Theresa Leahy studied acting at the Dublin School of Acting. Theresa has directed and acted with groups in north Clare including the Burren players where she played Miss Dee in Sharon’s Grave which after a successful run toured to Boston. Last year Theresa directed and acted in her own theatre company’s StoneMad Production of Kissing Sid James. In December 2010 Theresa co-directed with Mairead Ni Chonduin Canadh le Cheile. 400 children from 5 schools in County Clare had two unique concerts with original music and script. Theresa facilitates and directs the Clare Youth Theatre and has just staged their end of year show A Man’s Game at Glor, Ennis. This is her first role with Truman Town Theatre.
Cathal Leonard Having studied acting at Bull Alley in Dublin, Cathal has been working in theatre on and off for about for five years now. Having played the lead in classics such as Philadelphia here I Come, The Cripple of Inishman and Waiting for Godot, he considers himself an energetic actor, eager for new challenges and always delights in innovative work that contravenes conventional theatre. He comes from Ballinrobe and this is his first role with Truman Town Theatre.
Niamh Shiggins is from Wexford town and is currently doing a MA in Drama and Theatre at NUI Galway. Recently, she completed a course in Ensemble Acting and Devising with Max Hafler and workshops in corporeal mime, composition and repertoire with The Blue Raincoat Theatre Company. She is in the process of studying The Chekhov Technique and is also trained in modern dance and voice. She has previously worked with Oyster Lane Theatre group, Wexford Light Opera Society, Wexford Festival Opera and Mater Dei Drama Society. Her favourite roles, to date, include Rose – Dancing at Lughnasa, Angela – Bedtime Story, Abigail – The Crucible, Fiona Brigadoon and Ermengarde Hello Dolly. This is Niamh’s first role with Truman Town Theatre.

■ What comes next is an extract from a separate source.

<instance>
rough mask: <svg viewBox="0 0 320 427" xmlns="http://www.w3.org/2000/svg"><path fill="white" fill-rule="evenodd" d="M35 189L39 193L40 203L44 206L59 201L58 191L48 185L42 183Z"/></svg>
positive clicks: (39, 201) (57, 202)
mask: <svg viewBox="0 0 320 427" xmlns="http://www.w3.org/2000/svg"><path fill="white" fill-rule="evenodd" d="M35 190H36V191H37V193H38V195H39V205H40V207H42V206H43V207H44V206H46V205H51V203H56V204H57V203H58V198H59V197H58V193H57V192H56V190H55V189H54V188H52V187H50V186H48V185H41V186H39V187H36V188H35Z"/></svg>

Conor Geoghan is from Galway started his acting career with Galway Youth Theatre in 2005, where he acted in many shows.In 2008 trained in Ecole Philippe Gaulier, in Paris. Some of the shows he acted in are This Means War, 2008, Bright Smoke Cold Fire(Project 2006), also The Tudors Channel Four (2007), The Dove and the Crow, It Won’t Be Great When I’m Not Here and Heroes: Freefall (TYGER Theatre Co.).